Ocak ayından bu yana Covid-19 aşısı üzerinde çalıştığına değinen Altaras, “O zamandan beri aralıksız çalışıyorum. Ocak ayında, genetik diziyi aldıktan sonraki 63 gün içinde insan testine hazır bir aşı elde ettik. MRNA teknolojiyle üretilen aşı adayını bir an önce dünyaya sunmak için çalışan birçok bilim insanı ve mühendisle çalıştım. 2021'de dünyaya yüz milyonlarca doz verebilecek şekilde üretim teknolojilerini büyüttük. Önümüzdeki seneyi değerlendirmem gerekirse, Covid-19 için geliştirilen birkaç aşıdan çok umutluyum, salgına karşı bu savaşı kazanacağız. Hayatın 2021'in ikinci yarısından itibaren yavaş yavaş yeni bir normale dönmeye başlayacağını düşünüyorum.” diyor.

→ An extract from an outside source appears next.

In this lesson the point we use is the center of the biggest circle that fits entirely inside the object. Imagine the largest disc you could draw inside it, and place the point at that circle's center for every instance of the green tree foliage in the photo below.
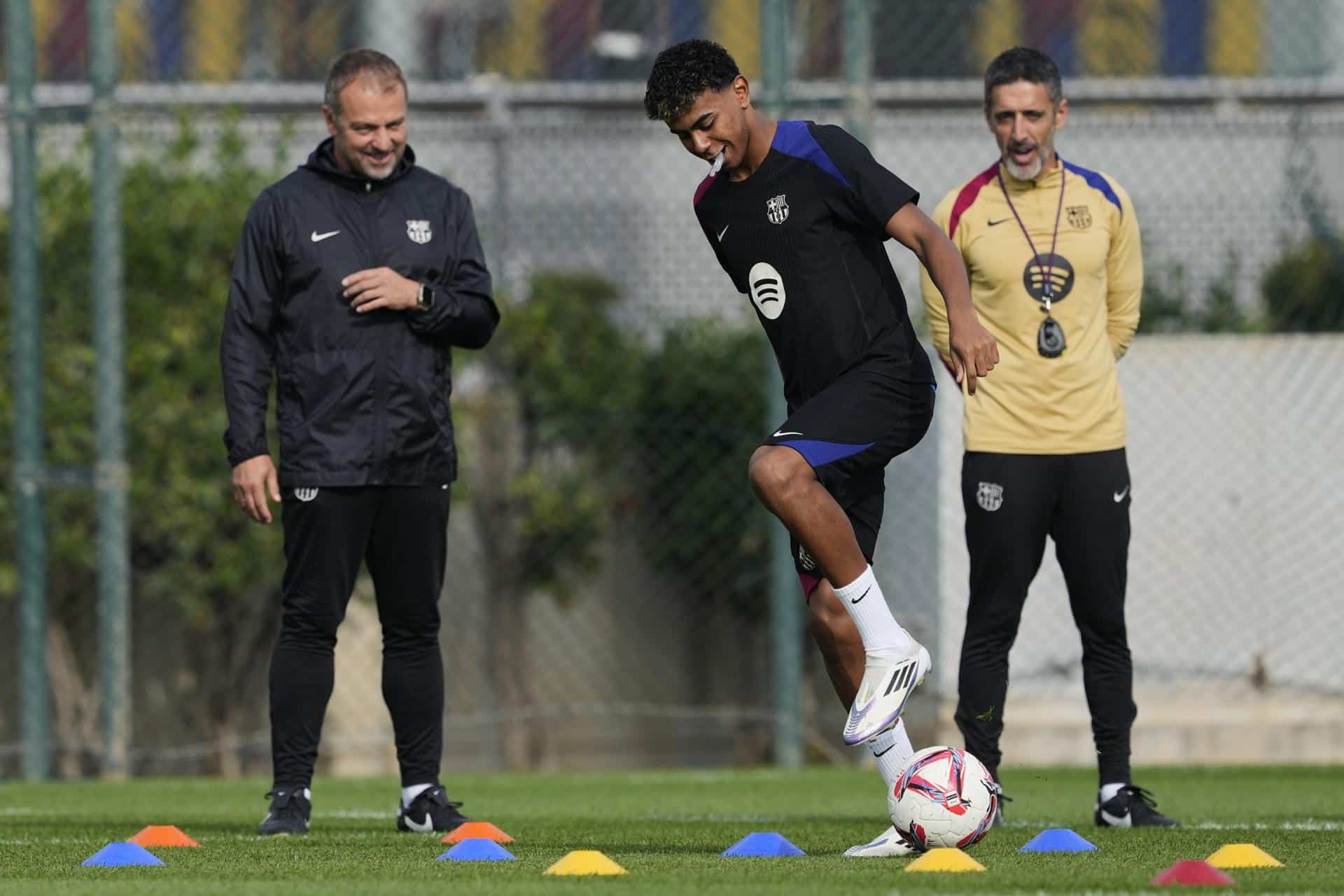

Tıpkı Dr. Özlem Türeci ile Prof. Dr. Uğur Şahin gibi eşiyle birlikte ama farklı departmanlarda çalıştığını belirten Nedim Emil Altaras, “Ben geliştirmede rol alırken eşim Gina, üretim operasyonlarını destekledi. Ancak o, ocak ayında çocuklarla daha fazla zaman geçirmek için işi bıraktı. O zamanlar, salgın ABD'yi henüz etkilememişti ve büyük bir salgın yaşayıp yaşamayacağımız henüz belli değildi. Şu an bu kadar aşama kaydettiğimiz bir aşı çalışmasında bizimle olduğunu söyleyemediği için pişman olsa da katkılarından gurur duyuyor ve ben aşının üretilmesi için uzun saatler boyunca çalışırken o çocuklarla birlikte olabildiği için mutlu.” diyor.
İstanbul doğumlu olan Altaras, ona ilham veren ve bilim sevgisini aşılayan lise kimya öğretmeni Sercin Divanlıoğlu başta olmak üzere İstanbul’daki öğretmenlerine müteşekkir olduğunun da altını çiziyor. Eğitimine Kanada, McGill Üniversitesi'nde kimya mühendisliği okuyarak devam eden Altaras, ardından Wisconsin Üniversitesi'nde kimya mühendisliği alanında doktora yapmış ve Merck'te aşılar üzerine geliştirme ve imalatta 15 yıl çalıştıktan sonra mRNA teknolojisinin geleceğinden etkilenerek 2016 yılında Moderna'daki görevine başlamış.